The COVID-19 pandemic has demonstrated the weaknesses of regulatory systems designed with the past in mind. Governments around the world have had to rewrite rules at a breakneck pace both to allow their citizens to benefit from innovations such as telemedicine and drone delivery and to help their economies adapt to the many disruptions the pandemic has caused.
The challenges facing regulatory systems have been apparent for some time. Well before the pandemic, regulators found themselves racing to adapt to the Fourth Industrial Revolution: A wave of parallel technological developments in areas from artificial intelligence to biotechnologies that are rapidly reshaping the sectors they regulate. If governed well, such innovations could help power renewed economic growth and tackle pressing social and environmental challenges.

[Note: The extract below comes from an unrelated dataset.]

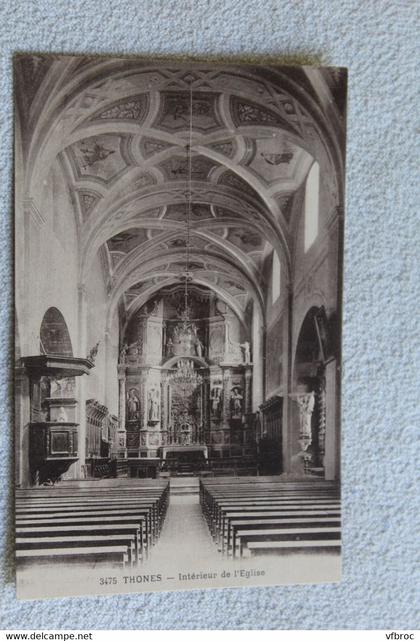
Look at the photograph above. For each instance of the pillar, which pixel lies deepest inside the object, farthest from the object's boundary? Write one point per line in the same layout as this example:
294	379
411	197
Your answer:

But two problems have arisen. First, regulation has struggled to keep pace with the speed at which innovations emerge (the “pacing problem”). Technology adoption lags have fallen dramatically over successive industrial revolutions (Figure 1); it can now take weeks to introduce new ideas, products, and business models but years to change the law. The potential of innovation is diminished by regulatory barriers and uncertainty while the law fails to offer protections against emerging harms.
The challenge is compounded by the breadth and depth of technological change in this Fourth Industrial Revolution. Regulators have found themselves grappling with innovations whose implications lie partly outside their sectoral or geographical jurisdiction, requiring collective action with others (the “coordination problem”). The need for coordination is especially true for digital technologies, where firms are increasingly able to switch between different jurisdictions at low cost while retaining a global customer base.
Without reform, regulation is in danger of stifling the potential of technological innovation while failing to address its risks. In areas from social media to shared mobility, rigid rules and remits have led to the emergence of gray areas, where regulators struggle to intervene while faltering international cooperation has hindered governance of risks that transcend national borders. In some cases, the social contract is imperiled, as regulators are perceived to be unable or unwilling to address novel harms.
The COVID-19 pandemic has increased not only awareness of these issues, but also the urgency of addressing them. In many areas, the pandemic has accelerated the adoption of digitally-enabled ways of producing goods or providing services, as physical interaction has become less possible. As governments rebuild afresh following the pandemic, they cannot afford to let the innovation that will power economic recovery and address social and environmental challenges be held back by outdated regulation.
While specific regulatory changes are indubitably necessary, these issues call for a fundamental rethinking of how regulation is developed and administered across the whole of government. A more adaptive and coordinated approach to regulation is needed, which leverages the role that the private sector and civil society can play.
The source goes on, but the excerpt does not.